Together with its Long Beach neighbor, it accounted for almost three-quarters of West Coast port trade and 31% of the U.S. national total.
When Oakland and the other 26 West Coast ports are included, they collectively handle around 60% of all imports coming into the U.S. from Asia.
West Coast ports rank bottom of the class
However, what these impressive figures mask is the woeful inefficiency and low productivity of West Coast ports.
In the Container Port Performance Index 2021, compiled by the World Bank and S&P Global Market Intelligence, LA and Long Beach were ranked last and second last among the 370 global ports assessed.
Oakland didn’t fare much better, taking 360th place in the statistical analysis of a range of port operations and management factors.
These dreadful results highlight both the urgent need for investment in port infrastructure and the fact that any labor problems will quickly have a negative impact on dependent supply chains.
These include not only retailers in segments such as toys and household goods, but also technology, automotive and aerospace & defense manufacturers.
Separately, the Port of LA last week revealed that the number of cyber-attacks it is being subjected to has almost doubled since the pandemic began.

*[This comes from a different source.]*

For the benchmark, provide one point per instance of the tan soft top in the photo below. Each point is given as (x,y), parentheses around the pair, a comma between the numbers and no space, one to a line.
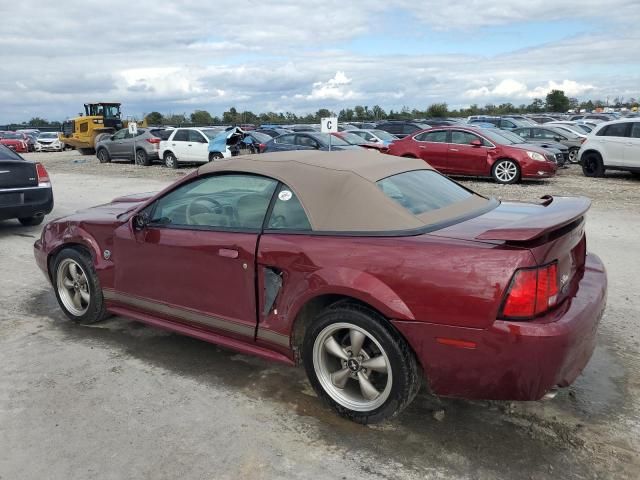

Executive director Gene Seroka told the BBC his port was experiencing around 40 million attacks every month, and that it was working closely with the FBI to improve its cyber resilience.
Workarounds available, but at a price
Companies affected by West Coast port disruption have several options:
- Alternative ports: Faced with shipment delays and heightened risks, some companies have been switching cargo to ports on the East Coast, as they did in 2014 and 2015. This is despite it costing about 33% more to ship a container from China to ports such as New York and New Jersey, and longer journey times that add around 10 days to a trip.
- Airfreight: For urgent, high-value goods and smaller volumes, airfreight is an obvious alternative to ocean shipping – albeit at a cost that can be up to five times higher. China’s recent COVID-19 lockdowns slashed cargo capacity from major airports such as Shanghai, although logistics experts say this has recovered and that weak demand is now more of an issue.
- Building Inventory: To get ahead of supply chain disruptions, many U.S. retailers have built up high levels of inventory in recent months – a strategy now being called into question as consumer demand weakens.
Big manufacturing firms have pursued a similar approach. A recent analysis of more than 2,300 publicly listed manufacturers found that inventories were at an all-time high of almost $1.9 trillion.
Despite these options, U.S. companies remain heavily dependent on West Coast ports for supplies of raw materials, components and finished products from China and other Asian countries.
They will be keeping their fingers crossed that the current labor and logistical issues can be resolved quickly and that they don’t cause further supply chain disruptions this year.